A body of studies has targeted the necrotic neuron death that results from hypoxia-ischemia, seizure, or hypoglycemia. All have focused on the central cascade of events mediating such neuron death. As a first step, this cascade involves an excess of the excitatory neurotransmitter glutamate accumulating in the synapse, both because of excessive release into the synapse and energy-related failure of glutamate removal from the synapse. Next, such excessive glutamatergic excitation leads to a pathological accumulation of calcium in the cytosol of the postsynaptic neuron. This involves both an excess entry of calcium into the cytosolic pool and failure of the costly task of calcium sequestration and extrusion. This calcium excess leads to promiscuous overactivation of calcium-dependent processes, resulting in cytoskeletal degradation, protein misfolding, aggregation, and, as arguably the key pathogenic event, generation of oxygen radicals. These derangements lead to necrotic neuron death and secondary inflammatory injury in the region. In a small subset of neurons, oxygen radical accumulation serves as a trigger for an alternative death pathway, namely apoptosis, a subtype of programmed cell death that does not trigger inflammation (reviewed in reference 31).
Various transgenes delivered by means of viral vectors have been reported to protect against necrotic insults. Efficacious approaches have included overexpression of a glucose transporter in order to bolster neuronal and glial energetics during an insult, a calcium-binding protein to sequester excess calcium, and heat shock proteins to counter protein misfolding, antioxidant enzymes, apoptosis inhibitors, or anti-inflammatory proteins (reviewed in reference 32).
In these studies, the endpoint has typically been whether there is a decrease in lesion size and/or in the number of dead neurons. Some have investigated the biochemical steps mediating any such protection. It is worth reviewing one example of this as a model for what would need to be done in targeting a psychiatric disorder. One of the most detailed examples documented concerns overexpression of the Glut-1 glucose transporter. The rationale for its use was the fact that necrotic insults ultimately represent energy crises, either impairing the capacity of neurons to generate adequate energy (as in hypoxia-ischemia or hypoglycemia) or pathologically consuming energy (as in prolonged seizure) (10). Moreover, as noted, key mediators of neuron death after necrotic insults involve energy depletion in that the costly tasks of high-affinity glutamate removal from the synapse or calcium removal from the cytosol fail. Thus, this prompted overexpression of a glucose transporter, and this strategy has been shown to protect against a variety of necrotic insults, both in vitro and in rodents in vivo (reviewed in reference 32). As a first, most proximal endpoint that must be demonstrated to make sense of such protection, one would need to show that its overexpression does indeed lead to higher levels of glucose uptake in infected cells. This has been shown both in vitro and in vivo (33). A next step is the demonstration that this results in the buffering of energy stores (e.g., ATP levels) and cellular metabolism during an insult (10, 34). Next, it is critical to demonstrate that this results in enhancement of energy-dependent neuronal defenses, such as glutamate uptake and calcium extrusion (34). Given this sequence of findings, it is then not surprising to see that neuron death is also decreased. Such a stepwise approach is useful. If the intervening steps between overexpression of transgene and altered rates of neuron death are observed as anticipated, this serves as an internal control for our knowledge of the underlying biology. And in contrast, if something unanticipated is observed (for example, if overexpression of a glucose transporter were found to decrease neuron death but not to alter glucose transport), this may be of considerable heuristic value.

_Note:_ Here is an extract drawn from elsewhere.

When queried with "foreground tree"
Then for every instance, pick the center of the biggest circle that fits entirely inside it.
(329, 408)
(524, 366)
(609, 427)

Two additional steps are needed in documenting the efficacy of a certain gene therapy, such as the overexpression of the glucose transporter. In most cases, necrotic neurological insults occur without warning, meaning that gene therapy (in whatever incarnation might be of clinical use) would often need to be initiated after the insult rather than in anticipation of it. Thus, it becomes important to demonstrate whether there is a postinsult window of opportunity in which overexpression of the glucose transporter is still protective. For rodent models of necrotic insults, it appears that the vector must be introduced within a few hours (compare with reference 18). As the second step, little is gained if a neuron, spared from death caused by a necrotic insult, nonetheless is so damaged as to fail to function. Thus, it is critical to demonstrate sparing of function. This has been shown on both the behavioral and electrophysiological levels with overexpression of the glucose transporter, in contrast to some gene therapy strategies that have targeted later steps in this cascade of neuron death and failed to spare function (3537).
From this brief overview of progress in the neurological realm, we can now consider application of these same approaches to psychiatric disorders.

Gene Therapy Against Psychiatric Disorders

A necrotic neurological insult, such as global ischemia, is the antithesis of subtlety. Life-or-death decisions are played out in vast numbers of neurons over the course of hours, driven by order-of-magnitude changes in rates of events (e.g., neurotransmitter release and reuptake) and in levels of key molecules (neurotransmitters, ions, and reactive oxygen species). Given the severity of this scenario, there can be a fair degree of tolerance of side effects of a particular gene therapy intervention. For example, overexpression of the calcium-binding protein calbindin D28K can be deleterious, disrupting synaptic plasticity in healthy hippocampal neurons (38). Nonetheless, such transient disruption seems acceptable in the context of a massive necrotic insult, given the neuroprotective effects of transient overexpression of calbindin D28K against such an insult (3941).
In contrast, the biology of a psychiatric disorder is intrinsically subtler than that of global ischemia, a grand mal seizure, or concussive head trauma. As a first question, can genes be transferred into enough neurons to actually alter a behavioral phenotype and can that alteration be detected amid the background of any side effects of the gene transfer?
This appears to be possible. As a first example, Martinez-Serrano and Bjorklund (42) used the ex vivo gene transfer approach (defined in Appendix 1) with immortalized neural progenitor cells engineered to overexpress and secrete nerve growth factor. Such cells were transplanted into the nucleus basalis and septum of middle-aged rats. Remarkably, this led to enhanced spatial learning in old age in these animals.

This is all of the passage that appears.